Bunun dışında bazı ünlü zeytinyağı merkezleri, coğrafi işaret almış Edremit ve Ayvalık adı altında yüzlerce yağ çıkıyor. Edremit Körfez bölgesi Toskana’yla yarışan bir yöredir ve onun adı çok kullanıyorlar. Bunlar organize işler ve bu organizatörler aslında çeşitli isimlerle ortaya çıkıyor. Birisi yakalansa diğeri mantar gibi ortaya çıkıyor. Burada esasında üretim izni olmayanlar da çok daha fazla bu işi yapıyor. Sadece üretim izni olan firmalara kontroller yapılıyor.
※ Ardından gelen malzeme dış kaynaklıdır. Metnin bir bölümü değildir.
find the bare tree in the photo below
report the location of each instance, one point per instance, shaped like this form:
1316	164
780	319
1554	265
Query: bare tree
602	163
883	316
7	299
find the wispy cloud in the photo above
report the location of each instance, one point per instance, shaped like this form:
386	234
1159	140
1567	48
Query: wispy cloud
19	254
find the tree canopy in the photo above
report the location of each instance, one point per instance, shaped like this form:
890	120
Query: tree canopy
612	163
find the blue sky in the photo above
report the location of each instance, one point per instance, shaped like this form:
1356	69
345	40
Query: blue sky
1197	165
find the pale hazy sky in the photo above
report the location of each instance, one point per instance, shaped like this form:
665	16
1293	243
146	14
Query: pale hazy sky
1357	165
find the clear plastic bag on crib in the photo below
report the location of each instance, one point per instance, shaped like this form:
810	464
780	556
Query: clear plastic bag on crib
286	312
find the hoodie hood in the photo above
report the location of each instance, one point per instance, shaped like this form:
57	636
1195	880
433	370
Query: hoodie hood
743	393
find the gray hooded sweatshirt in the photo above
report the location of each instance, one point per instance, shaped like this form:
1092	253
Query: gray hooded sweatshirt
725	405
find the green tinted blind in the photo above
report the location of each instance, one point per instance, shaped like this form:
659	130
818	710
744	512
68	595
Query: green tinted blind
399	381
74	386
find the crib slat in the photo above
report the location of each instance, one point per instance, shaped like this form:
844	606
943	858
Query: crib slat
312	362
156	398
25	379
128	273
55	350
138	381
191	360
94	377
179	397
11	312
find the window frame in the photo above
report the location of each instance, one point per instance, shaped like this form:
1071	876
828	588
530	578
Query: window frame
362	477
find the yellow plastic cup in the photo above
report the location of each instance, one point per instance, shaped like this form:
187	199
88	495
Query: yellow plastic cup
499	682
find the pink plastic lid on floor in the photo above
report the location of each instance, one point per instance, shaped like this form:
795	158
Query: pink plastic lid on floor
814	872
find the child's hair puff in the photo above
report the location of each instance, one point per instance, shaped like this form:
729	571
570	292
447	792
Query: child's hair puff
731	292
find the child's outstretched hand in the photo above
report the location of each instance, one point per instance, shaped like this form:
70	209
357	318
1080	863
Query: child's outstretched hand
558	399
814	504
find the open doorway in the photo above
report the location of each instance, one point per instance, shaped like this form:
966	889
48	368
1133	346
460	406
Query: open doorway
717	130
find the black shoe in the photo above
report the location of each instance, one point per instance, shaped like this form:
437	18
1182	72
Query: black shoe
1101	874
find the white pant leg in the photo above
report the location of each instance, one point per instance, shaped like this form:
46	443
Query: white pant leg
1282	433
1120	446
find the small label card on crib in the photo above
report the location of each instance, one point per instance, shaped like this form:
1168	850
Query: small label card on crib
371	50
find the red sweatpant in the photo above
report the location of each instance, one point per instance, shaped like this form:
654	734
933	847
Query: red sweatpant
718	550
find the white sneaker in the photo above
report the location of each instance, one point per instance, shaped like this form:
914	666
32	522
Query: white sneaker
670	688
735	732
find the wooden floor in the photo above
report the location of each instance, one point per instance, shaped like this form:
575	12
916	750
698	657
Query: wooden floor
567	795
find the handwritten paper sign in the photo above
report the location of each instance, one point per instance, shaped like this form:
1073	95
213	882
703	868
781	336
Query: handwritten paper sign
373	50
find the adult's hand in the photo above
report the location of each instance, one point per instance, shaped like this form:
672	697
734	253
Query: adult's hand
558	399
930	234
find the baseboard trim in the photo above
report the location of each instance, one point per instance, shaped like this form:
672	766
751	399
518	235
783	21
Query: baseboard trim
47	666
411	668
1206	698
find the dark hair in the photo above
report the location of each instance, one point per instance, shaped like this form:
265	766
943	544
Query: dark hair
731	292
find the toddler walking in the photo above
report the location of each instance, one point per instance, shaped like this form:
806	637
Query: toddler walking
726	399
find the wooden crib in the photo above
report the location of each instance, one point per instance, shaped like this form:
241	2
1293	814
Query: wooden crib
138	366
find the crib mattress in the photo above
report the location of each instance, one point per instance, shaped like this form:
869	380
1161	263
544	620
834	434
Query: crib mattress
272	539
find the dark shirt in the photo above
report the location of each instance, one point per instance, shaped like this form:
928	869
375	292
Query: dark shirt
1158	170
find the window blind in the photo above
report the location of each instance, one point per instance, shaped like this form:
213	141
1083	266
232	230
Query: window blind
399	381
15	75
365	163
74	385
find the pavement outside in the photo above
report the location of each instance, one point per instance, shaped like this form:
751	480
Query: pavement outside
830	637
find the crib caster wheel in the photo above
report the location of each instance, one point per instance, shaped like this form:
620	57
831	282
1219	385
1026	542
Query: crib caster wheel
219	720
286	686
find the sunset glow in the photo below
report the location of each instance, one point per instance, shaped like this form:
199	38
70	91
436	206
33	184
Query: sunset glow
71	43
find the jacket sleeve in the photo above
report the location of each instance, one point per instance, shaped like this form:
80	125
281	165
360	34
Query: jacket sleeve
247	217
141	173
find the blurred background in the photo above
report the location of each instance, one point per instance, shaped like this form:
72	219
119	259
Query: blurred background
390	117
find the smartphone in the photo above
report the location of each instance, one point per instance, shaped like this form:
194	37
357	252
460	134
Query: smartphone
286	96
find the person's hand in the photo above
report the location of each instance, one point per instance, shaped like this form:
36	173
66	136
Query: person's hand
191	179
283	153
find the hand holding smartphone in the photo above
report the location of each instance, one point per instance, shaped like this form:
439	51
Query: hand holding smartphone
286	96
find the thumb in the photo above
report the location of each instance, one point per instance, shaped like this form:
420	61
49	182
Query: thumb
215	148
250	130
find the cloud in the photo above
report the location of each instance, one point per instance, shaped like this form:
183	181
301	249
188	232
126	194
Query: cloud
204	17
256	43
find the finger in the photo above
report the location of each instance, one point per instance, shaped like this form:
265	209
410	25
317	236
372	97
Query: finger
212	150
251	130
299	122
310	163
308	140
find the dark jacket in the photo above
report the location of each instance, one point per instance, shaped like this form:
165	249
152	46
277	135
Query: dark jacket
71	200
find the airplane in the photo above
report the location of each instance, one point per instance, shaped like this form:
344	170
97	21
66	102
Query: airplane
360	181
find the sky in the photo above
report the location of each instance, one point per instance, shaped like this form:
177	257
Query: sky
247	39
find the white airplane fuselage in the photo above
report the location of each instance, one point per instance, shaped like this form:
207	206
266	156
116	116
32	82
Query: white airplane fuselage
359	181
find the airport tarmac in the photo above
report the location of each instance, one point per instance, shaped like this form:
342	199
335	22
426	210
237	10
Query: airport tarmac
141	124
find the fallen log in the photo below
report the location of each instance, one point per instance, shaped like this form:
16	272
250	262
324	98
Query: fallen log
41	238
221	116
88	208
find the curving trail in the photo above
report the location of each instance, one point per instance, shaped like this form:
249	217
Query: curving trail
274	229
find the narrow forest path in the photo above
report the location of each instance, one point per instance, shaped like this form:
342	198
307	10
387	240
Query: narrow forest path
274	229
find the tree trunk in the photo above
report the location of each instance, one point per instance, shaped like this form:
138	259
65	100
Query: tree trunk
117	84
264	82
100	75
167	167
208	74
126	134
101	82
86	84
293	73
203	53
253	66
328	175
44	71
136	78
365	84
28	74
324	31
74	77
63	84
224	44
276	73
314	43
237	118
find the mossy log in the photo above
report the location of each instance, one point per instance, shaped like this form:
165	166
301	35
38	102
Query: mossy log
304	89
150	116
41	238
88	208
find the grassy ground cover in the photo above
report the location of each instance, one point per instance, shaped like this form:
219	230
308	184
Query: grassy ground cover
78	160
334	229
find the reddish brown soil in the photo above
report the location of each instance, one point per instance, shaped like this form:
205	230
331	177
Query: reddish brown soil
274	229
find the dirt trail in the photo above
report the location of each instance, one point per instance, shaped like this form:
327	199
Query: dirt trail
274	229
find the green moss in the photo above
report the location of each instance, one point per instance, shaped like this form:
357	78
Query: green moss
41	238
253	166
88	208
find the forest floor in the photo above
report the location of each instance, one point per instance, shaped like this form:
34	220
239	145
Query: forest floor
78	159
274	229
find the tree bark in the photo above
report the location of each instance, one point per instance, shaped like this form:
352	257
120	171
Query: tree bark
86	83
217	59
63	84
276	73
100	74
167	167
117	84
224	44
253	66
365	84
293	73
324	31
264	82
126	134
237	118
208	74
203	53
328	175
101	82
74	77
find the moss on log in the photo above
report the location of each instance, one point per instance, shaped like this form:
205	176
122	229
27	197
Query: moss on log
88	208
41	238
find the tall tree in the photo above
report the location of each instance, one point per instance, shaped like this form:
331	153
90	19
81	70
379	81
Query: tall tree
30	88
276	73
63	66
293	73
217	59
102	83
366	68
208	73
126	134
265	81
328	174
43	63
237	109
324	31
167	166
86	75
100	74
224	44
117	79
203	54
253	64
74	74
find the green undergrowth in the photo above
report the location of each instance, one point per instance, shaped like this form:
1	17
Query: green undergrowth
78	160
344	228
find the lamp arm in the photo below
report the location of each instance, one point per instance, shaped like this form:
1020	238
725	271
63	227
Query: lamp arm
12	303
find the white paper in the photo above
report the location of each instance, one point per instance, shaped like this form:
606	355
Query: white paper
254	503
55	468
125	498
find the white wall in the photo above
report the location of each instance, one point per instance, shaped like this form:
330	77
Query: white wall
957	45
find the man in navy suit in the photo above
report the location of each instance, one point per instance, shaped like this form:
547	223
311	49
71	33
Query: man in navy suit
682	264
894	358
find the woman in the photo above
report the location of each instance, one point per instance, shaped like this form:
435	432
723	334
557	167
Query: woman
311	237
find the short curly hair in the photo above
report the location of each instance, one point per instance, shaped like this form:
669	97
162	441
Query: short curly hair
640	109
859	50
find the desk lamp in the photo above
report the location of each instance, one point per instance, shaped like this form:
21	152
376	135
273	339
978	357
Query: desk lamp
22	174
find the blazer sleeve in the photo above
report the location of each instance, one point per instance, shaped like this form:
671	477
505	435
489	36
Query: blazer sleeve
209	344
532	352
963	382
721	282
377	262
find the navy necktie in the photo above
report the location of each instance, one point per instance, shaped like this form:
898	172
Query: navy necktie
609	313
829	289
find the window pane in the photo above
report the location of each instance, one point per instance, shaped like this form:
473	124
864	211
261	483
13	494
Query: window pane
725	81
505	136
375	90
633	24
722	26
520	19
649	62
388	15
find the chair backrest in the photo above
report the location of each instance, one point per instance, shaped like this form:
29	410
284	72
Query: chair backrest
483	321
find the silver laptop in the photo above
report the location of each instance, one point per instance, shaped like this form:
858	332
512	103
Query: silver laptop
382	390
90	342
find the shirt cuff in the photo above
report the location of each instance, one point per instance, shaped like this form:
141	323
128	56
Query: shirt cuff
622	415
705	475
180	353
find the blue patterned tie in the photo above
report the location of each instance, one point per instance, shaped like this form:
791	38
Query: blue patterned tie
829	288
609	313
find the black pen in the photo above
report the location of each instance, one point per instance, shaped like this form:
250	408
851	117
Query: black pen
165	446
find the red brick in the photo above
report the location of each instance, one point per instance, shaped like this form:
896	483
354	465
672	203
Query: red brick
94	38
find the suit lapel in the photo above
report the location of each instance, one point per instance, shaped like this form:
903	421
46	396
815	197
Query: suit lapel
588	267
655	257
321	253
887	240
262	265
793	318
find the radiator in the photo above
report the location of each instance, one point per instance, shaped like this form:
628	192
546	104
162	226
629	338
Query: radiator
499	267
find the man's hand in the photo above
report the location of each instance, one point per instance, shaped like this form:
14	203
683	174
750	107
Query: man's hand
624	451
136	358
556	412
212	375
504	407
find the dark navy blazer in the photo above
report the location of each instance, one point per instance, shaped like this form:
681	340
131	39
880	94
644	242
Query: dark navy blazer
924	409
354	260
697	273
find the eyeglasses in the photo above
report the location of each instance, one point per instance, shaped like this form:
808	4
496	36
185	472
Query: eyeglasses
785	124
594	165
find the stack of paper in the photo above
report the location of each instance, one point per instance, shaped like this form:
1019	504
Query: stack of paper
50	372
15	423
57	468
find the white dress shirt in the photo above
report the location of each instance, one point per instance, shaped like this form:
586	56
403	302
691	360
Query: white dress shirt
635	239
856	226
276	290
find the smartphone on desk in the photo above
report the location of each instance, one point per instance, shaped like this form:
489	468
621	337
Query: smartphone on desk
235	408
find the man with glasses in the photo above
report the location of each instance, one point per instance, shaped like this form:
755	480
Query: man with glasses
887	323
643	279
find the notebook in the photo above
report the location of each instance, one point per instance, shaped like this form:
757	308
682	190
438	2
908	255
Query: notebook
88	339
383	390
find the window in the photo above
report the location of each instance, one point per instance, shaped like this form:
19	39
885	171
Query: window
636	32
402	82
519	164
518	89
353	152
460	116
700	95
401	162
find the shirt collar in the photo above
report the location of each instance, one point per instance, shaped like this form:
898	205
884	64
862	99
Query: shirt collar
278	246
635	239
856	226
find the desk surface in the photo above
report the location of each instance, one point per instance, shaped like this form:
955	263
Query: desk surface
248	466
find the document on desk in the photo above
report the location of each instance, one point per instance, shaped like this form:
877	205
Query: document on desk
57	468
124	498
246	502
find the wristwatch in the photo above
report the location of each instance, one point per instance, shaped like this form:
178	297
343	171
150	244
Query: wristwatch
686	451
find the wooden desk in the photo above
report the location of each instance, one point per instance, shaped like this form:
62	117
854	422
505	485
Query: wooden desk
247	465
Üretim izni olmayanların oranı en az izni olanlar kadar var” diye konuştu.
Zeytinyağı satış ve ambalajlama kurallarının olduğunu anlatan Tan, “Zeytinyağını kuralına göre yapanlar ise masraf yaparak firma kuruyorlar. Vergisini veriyorlar ve her türlü sorumluluğu alıyorlar. Üretim bölgelerinde kendini ispatlamış markalar, güvenilir marka, kooperatifler ve bu işi butik olarak iyi yapanlar da var. Genellikle kendi zeytinlikleri olan, o zeytinliklerden çıkan ürünleri kayıtlı yapan firmalar da var. Türkiye’nin zeytinyağı üretimi açısından şu anda dünya ikinci, sofralık zeytinde ise birinci sırada. Bu kalitesiz ürünler üreten bir ülke olarak anılmaması gerekiyor” dedi.
“Yol kenarlarında 40 derece sıcaklıkta yağ satılıyor”
Devletin markalı ürünlerde üretim kaydı veya ticari kaydı istediğine vurgu yapan Mustafa Tan, devletin bir yerden kontrol ettiğini söyledi. Fakat sosyal medyadan satış yapanların kayıt numarasının olmadığını, telefon numaralarının bile sahte olduğunu ifade eden Tan, “Sosyal medyada 5 litrelik yağı ücretsiz kargo ile bin liraya satıyorlar.
Bunlar Bakanlığa kayıtlı değil. Kayıtlı olmadıkları için de denetlenemiyorlar. Bakanlığın açıkladığı listede olmayanlar kadar da kayıt numarası olmayan ve telefonları sahte olan kişiler var. Bunun dışında daha çoğu pazar yerlerinde, yol kenarlarında satılan ürünler var. Yol kenarlarında 40 derece sıcaklıkta güneş ışığı temasıyla plastik kanserojen plastiklerde satılıyor. Önümüzdeki yıllarda sağlık konusunda büyük sorun olacak” dedi.
Pamuk ve kanola yağı satıyorlar
Zeytinyağı üretiminin zor olduğunu, evde üretmenin mümkün olmadığını vurgulayan Edremit Ticaret Odası Başkanı Ahmet Çetin, “Bu tüm Türkiye’nin sorunu aslında. Yol kenarlarında satılıyor, ‘5 litrelik zeytinyağı 400 lira’ diyor. 2 bin 500 liranın altında gördüğünüzde almamak gerekiyor. Çünkü o zeytinyağı falan değil. Ne olduğu belli olmayan pamuk yağı, kanola yağı gibi şeyler. Buna müsaade edilmemeli” dedi.